Now, you can check islandwide railway routes and inter-city bus routes starting and ending in the Western Province. Most Western Province bus routes are included and they hope to add the remaining bus routes soon. The time of the entire trip is given, with the walking time also included. Users can also select specialized options that have less walking, fewer transfers etc. through the app.

Led by senior lecturer Dr. Dimantha De Silva and his graduate students assisted by students awaiting university entrance, the team comprised graduate students Sakitha Kumarage, Harini Mendis, Dileepa Fernando, Pubudu Damsara and A/L students Thilakshan Thisaiveerasingam, Lakshan Dissanayake, Tharindu Dissanayake, Mihisara Jayasooriya, Manul Karunasiri, Mayooran Thavendra and Nuwan Prabath.

The idea for the project came when Dr De Silva noticed people using phone applications with incomplete data to find bus routes etc. “Just by giving this information to the general public I knew that we will definitely be attracting more people to public transport,” he explains. It was his Masters student Sakitha Kumarage who suggested that they enter the data into Google Maps (the most widely used app) and so the project began.

When the team contacted Google Maps, they learnt that the company only partnered with local authorities so they approached the  NTC. Both, the then Minister of Transport Nimal Siripala de Silva and the current Minister Arjuna Ranatunga were enthusiastic and all the local authorities they contacted were extremely supportive. This included the then chairman of the National Transport Commission M.A.P. Hemachandra as well as current chairman Janaka Mallimarachchi and other NTC officials. Dr De Silva is happy to note that the project cost less than Rs 1 million and was funded by the NTC.

“All we did was take the existing data and put it on the transit feature of Google Maps,” Dr De Silva explains. The team used the data on the websites of the local transport authorities and Jude Vajira Gunasekara shared the data from his app ‘bus routes Colombo’, which had around 50% of the Colombo bus routes. In spite of this, there was data lacking and the only way to get it was by getting on the buses and travelling the entire route, marking all the stops. This was done by the A/L students as well as a few volunteers. Some of the routes had only one bus in the morning and a bus which returned in the evening, so volunteers had to spend the whole day mapping the route.

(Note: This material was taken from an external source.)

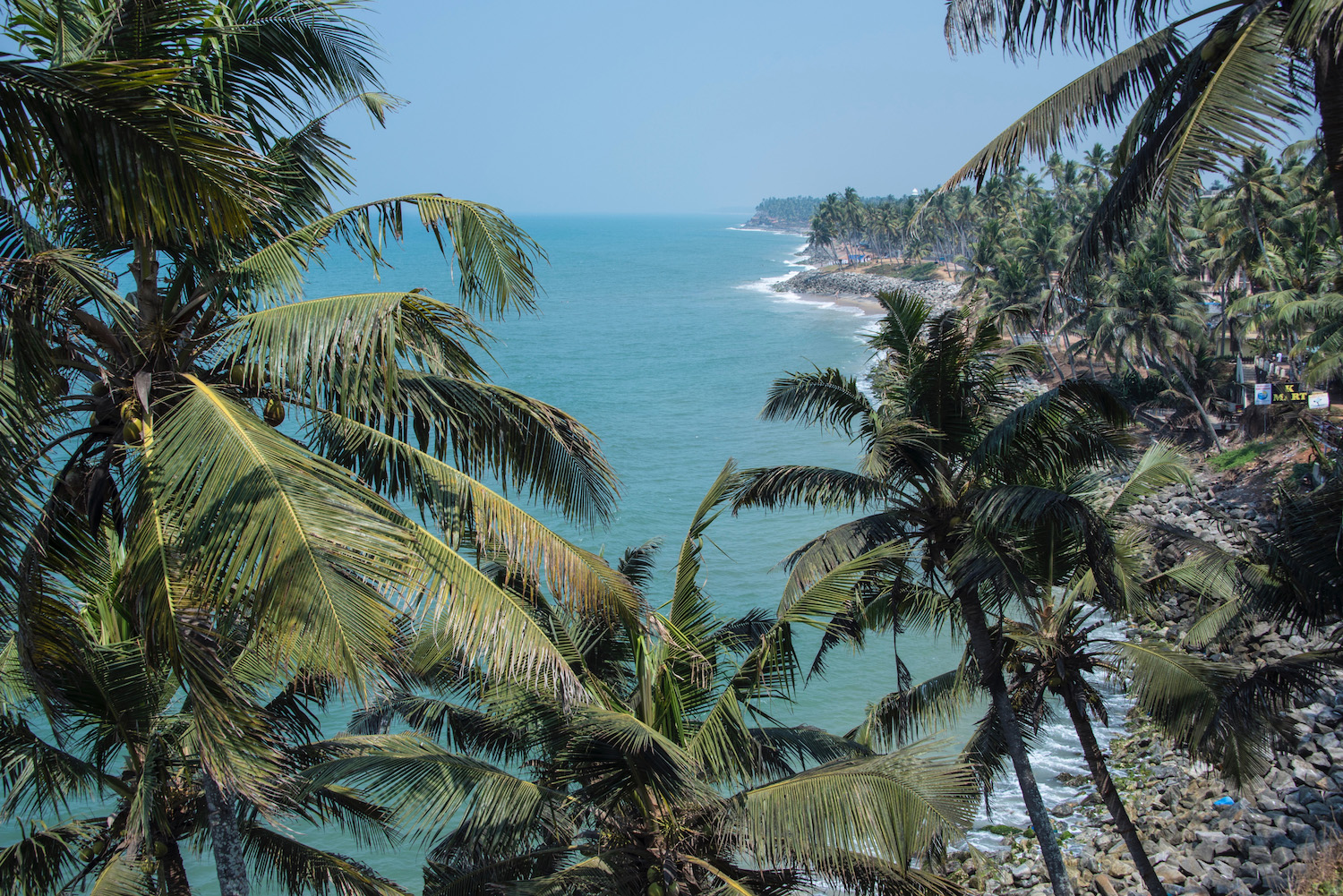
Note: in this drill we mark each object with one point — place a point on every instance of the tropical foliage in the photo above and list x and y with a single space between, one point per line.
671 775
201 519
963 477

“One student took a bus without realizing that there was no bus to come back so he had to take a taxi all the way back,” laughs Harini. She and Sakitha were the only two graduate students when the project started, but when Sakitha left to begin his doctoral degree at the University of Queensland, graduate students Dileepa and Pubudu joined mid-project continuing the work. The latitudes and longitudes of each bus stop had to be entered but the hardest thing to do was to make the ‘shape file’, they say. The bends and curves of a route had to be mapped by marking every 100m. “It was really difficult because no one in Sri Lanka has ever done a similar project and even though Google addressed some of our concerns, other suggestions didn’t work in a Sri  Lankan context,” explains Harini.

Apart from adding the data of all the other bus routes in Sri Lanka, the team is hopeful they can soon include the real time GPS data of all buses and trains. Now that the data can be available on an app, bus owners etc will see a benefit in installing GPS trackers, making travel even easier to plan through Google Maps, Dr De Silva adds.